São guindastes eriçados pela beira
dos barrancos, escavadeiras excitadas aferradas às matas e britadeiras
cavalgadas por braços vigorosos em
obras faraônicas que embasbacam o
mundo inteiro!
Rios de sangue e de suor, de bombas e de dinheiro passam pelas estradas, usinas, plataformas, ferrovias e portos construídos por nossos
engenheiros.
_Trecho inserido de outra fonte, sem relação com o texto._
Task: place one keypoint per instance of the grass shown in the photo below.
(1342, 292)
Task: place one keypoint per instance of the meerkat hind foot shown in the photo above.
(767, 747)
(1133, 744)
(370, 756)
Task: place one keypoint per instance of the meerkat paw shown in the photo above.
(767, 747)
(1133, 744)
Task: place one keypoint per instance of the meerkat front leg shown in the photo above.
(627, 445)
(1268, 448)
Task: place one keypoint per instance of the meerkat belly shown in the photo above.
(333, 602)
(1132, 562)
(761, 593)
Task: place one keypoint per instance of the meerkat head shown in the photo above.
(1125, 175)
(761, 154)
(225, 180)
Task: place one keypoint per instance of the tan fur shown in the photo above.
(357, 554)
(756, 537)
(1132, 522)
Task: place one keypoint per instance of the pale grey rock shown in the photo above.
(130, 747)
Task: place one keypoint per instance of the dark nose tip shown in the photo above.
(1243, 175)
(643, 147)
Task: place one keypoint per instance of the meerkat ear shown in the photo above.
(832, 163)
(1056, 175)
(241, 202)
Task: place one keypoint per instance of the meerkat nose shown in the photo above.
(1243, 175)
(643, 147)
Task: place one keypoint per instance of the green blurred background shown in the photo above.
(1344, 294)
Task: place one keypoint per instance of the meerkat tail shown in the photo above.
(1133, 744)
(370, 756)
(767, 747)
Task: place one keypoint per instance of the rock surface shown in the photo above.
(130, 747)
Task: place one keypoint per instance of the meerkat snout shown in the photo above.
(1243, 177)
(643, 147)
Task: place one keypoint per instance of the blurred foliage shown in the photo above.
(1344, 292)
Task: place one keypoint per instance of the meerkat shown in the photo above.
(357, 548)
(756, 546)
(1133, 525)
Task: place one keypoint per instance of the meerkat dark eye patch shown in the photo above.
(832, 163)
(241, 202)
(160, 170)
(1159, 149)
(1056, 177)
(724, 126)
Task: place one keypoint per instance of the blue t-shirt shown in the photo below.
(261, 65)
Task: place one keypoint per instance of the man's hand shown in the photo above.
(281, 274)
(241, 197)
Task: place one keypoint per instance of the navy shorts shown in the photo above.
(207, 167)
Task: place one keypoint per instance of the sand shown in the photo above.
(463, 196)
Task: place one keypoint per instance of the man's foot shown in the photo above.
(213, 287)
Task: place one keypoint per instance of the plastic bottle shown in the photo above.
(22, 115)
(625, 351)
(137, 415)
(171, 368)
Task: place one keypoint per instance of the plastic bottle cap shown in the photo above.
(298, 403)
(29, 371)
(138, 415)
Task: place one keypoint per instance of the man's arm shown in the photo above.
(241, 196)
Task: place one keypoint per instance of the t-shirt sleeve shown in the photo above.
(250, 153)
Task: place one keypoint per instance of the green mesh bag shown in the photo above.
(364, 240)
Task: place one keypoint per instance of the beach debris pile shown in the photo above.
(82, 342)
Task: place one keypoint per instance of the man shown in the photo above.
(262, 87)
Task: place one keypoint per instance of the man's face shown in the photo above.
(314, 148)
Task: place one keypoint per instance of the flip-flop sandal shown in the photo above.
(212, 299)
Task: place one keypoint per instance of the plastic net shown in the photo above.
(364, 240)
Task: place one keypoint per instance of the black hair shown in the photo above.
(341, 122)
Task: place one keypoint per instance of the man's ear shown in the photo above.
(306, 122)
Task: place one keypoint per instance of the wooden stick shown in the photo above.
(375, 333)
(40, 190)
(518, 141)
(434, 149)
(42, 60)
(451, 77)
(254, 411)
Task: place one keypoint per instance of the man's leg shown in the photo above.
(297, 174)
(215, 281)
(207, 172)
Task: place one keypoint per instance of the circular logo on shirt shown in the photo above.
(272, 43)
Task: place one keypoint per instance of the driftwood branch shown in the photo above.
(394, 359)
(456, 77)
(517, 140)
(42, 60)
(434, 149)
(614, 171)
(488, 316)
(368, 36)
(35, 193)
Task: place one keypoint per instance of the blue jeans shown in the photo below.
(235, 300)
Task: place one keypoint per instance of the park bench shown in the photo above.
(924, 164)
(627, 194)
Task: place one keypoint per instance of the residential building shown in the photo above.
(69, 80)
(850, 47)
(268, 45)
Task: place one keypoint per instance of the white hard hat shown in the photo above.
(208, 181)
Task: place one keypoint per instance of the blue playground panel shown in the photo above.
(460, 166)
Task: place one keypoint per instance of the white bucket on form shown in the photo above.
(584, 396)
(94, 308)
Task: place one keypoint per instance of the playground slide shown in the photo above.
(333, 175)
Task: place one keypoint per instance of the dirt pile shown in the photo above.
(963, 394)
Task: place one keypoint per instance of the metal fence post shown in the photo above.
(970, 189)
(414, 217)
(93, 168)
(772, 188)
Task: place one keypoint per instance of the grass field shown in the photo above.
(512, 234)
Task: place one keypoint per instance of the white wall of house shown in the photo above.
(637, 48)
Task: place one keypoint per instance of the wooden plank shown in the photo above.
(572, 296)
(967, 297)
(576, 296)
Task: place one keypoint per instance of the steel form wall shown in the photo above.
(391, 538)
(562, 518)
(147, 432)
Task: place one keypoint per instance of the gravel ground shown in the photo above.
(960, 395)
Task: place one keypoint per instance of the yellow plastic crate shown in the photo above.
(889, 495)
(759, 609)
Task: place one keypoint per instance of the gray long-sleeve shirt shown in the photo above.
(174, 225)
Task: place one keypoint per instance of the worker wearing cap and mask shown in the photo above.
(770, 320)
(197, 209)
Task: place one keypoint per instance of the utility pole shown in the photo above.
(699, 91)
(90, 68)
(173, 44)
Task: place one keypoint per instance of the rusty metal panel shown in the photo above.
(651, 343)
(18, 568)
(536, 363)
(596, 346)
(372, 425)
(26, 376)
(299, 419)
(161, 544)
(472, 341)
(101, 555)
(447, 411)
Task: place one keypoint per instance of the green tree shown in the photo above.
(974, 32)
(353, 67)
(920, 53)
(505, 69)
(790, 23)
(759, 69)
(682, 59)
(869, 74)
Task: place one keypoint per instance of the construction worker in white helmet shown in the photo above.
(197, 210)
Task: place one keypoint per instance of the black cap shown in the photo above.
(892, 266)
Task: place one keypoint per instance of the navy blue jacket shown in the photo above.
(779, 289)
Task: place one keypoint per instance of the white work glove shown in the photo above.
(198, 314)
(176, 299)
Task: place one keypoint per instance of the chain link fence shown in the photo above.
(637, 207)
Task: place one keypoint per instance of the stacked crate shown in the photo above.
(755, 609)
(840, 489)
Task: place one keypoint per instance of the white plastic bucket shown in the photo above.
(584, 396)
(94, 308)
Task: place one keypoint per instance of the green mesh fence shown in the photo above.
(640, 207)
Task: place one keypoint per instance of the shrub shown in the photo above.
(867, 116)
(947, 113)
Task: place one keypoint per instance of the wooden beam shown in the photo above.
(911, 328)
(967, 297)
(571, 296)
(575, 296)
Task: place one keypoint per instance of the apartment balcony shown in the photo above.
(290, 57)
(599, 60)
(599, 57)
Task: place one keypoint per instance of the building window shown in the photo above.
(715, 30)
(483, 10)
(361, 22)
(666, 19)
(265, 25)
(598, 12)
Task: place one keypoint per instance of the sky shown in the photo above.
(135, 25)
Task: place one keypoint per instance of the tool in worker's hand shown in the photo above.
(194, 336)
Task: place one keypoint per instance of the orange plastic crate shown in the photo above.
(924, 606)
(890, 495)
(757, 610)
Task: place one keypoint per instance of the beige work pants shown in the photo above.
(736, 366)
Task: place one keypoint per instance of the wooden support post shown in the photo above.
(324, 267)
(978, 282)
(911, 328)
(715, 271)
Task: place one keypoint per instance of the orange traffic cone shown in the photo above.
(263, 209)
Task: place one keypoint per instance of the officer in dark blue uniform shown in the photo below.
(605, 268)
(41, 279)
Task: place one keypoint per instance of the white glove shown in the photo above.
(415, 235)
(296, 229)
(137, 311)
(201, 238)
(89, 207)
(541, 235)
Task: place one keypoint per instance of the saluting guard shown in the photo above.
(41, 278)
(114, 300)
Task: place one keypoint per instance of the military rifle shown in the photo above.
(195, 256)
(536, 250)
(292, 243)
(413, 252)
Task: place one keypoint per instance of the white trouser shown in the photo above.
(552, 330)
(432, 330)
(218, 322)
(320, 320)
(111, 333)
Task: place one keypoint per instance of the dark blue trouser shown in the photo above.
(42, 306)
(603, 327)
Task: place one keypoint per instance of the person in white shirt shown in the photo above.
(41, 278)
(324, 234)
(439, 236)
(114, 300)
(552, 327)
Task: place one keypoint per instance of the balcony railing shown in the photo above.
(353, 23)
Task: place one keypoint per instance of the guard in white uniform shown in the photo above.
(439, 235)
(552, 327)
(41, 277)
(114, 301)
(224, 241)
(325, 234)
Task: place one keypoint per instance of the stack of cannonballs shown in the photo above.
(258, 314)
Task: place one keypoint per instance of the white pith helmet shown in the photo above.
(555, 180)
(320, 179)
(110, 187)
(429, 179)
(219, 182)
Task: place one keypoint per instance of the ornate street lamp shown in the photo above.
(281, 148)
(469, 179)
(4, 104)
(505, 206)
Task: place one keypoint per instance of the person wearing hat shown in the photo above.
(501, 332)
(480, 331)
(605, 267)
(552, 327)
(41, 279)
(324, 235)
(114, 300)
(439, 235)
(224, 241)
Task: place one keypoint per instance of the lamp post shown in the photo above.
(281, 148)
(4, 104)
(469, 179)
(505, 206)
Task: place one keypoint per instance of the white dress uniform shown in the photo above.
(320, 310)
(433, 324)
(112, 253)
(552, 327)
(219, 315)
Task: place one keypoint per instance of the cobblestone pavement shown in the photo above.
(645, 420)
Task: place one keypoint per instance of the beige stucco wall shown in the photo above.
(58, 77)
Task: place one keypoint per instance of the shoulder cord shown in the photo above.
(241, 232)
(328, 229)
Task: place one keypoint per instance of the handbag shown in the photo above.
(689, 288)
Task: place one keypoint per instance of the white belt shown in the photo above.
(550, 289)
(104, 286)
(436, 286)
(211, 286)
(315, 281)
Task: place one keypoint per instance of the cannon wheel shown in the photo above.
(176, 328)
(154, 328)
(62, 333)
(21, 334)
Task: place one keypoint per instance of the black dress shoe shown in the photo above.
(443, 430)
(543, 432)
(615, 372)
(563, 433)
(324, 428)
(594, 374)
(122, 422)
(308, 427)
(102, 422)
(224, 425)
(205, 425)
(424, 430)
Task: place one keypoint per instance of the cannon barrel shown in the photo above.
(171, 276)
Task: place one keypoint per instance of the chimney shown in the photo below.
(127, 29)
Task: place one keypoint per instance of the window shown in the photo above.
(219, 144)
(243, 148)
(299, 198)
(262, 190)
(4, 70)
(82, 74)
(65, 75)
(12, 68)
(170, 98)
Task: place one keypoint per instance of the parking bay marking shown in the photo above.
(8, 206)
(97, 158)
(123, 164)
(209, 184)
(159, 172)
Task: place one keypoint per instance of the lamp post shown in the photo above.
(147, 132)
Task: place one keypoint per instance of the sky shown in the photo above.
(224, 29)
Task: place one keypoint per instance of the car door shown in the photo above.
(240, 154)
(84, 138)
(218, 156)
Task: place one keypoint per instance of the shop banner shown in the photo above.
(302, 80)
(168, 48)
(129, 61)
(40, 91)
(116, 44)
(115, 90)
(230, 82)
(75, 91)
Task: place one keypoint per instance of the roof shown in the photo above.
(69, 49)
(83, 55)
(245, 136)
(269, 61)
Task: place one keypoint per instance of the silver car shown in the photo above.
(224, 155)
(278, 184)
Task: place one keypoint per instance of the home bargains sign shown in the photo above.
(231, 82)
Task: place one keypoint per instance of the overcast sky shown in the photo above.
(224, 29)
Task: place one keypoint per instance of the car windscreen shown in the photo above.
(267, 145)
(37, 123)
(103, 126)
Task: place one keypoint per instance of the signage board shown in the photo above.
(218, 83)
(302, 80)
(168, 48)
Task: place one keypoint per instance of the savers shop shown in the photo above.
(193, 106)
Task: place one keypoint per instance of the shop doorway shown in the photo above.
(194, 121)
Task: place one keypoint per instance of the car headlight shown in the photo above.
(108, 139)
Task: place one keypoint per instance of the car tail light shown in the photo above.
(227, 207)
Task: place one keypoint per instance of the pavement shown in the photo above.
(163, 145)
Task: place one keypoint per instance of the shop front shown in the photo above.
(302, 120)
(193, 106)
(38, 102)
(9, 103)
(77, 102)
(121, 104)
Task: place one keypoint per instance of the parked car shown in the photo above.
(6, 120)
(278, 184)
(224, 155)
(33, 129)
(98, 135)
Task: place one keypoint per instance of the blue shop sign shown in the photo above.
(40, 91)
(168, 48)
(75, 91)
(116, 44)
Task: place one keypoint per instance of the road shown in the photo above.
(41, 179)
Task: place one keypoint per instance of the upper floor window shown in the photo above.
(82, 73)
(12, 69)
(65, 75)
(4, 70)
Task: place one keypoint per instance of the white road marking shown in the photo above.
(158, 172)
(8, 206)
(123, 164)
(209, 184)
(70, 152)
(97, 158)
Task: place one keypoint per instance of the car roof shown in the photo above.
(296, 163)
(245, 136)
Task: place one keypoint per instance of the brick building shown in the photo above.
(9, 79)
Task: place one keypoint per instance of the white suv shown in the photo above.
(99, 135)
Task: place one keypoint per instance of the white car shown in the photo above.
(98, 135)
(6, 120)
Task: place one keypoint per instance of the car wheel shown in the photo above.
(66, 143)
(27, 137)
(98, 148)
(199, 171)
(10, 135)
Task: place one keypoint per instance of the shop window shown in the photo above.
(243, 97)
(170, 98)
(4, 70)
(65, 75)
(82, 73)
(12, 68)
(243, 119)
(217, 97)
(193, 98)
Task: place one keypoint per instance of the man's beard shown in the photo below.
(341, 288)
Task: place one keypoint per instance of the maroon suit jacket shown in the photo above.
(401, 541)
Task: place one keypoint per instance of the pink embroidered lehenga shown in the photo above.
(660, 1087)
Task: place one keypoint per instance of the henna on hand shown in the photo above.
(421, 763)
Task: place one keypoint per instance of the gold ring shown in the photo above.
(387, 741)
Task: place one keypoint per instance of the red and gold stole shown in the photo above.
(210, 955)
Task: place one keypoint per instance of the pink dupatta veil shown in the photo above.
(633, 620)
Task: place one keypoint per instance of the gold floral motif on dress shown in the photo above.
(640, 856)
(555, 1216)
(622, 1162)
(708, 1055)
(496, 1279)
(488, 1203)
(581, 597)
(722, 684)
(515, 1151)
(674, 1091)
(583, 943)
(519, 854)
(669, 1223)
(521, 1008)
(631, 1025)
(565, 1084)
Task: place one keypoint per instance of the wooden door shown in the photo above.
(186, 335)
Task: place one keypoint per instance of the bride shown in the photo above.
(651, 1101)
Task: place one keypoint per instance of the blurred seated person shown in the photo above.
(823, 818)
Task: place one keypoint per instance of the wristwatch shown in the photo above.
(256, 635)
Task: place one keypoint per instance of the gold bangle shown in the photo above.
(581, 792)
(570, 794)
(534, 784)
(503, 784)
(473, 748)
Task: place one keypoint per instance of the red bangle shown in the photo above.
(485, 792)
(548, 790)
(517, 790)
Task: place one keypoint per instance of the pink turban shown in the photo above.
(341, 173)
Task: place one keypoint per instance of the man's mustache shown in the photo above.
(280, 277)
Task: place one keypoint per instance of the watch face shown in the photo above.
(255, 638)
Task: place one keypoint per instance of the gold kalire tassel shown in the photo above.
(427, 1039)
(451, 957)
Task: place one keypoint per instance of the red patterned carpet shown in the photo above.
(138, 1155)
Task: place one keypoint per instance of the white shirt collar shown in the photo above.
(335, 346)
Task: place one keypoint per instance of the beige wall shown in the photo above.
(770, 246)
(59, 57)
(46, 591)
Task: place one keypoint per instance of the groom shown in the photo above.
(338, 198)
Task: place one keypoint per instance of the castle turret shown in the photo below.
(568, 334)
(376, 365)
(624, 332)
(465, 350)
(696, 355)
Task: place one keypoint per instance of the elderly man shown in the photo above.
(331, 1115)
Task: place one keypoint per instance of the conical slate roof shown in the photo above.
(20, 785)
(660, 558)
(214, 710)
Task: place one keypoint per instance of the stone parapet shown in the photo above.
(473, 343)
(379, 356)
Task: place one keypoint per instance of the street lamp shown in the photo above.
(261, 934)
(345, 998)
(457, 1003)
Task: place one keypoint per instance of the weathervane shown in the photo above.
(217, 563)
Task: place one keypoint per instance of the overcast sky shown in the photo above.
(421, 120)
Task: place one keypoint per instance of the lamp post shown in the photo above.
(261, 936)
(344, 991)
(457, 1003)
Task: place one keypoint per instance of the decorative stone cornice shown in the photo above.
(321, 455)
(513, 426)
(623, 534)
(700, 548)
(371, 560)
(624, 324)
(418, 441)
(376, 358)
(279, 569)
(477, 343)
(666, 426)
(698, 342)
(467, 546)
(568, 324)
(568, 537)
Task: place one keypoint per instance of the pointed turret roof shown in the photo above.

São as pirâmides desses imperadores brasileiros!
Engenheiros sonhadores, guerreiros pirados e ianques desbravadores
que se lançam sem pudores, plantando cabeças de ponte nos perigosos e minados desertos estrangeiros.
"Tudo pelo mercado", concordam
os fogosos investidores conservadores... E o supermercado é isso mesmo: usinas nucleares e experiências
espaciais que se afundam na trama
de acertos escusos em acordos internacionais; estradas monumentais abandonadas aos horrores das
selvas ou vicinais enfiadas em meio
às terras e pernas dos reprodutores
dos governadores da situação; aeroportos de alto padrão instalados nas
neblinas das serras expropriadas
dos coitados e avenidas modernas
para as aventuras suicidas da indústria automobilística multinacional,
subsidiada por bancos de desenvolvimento social.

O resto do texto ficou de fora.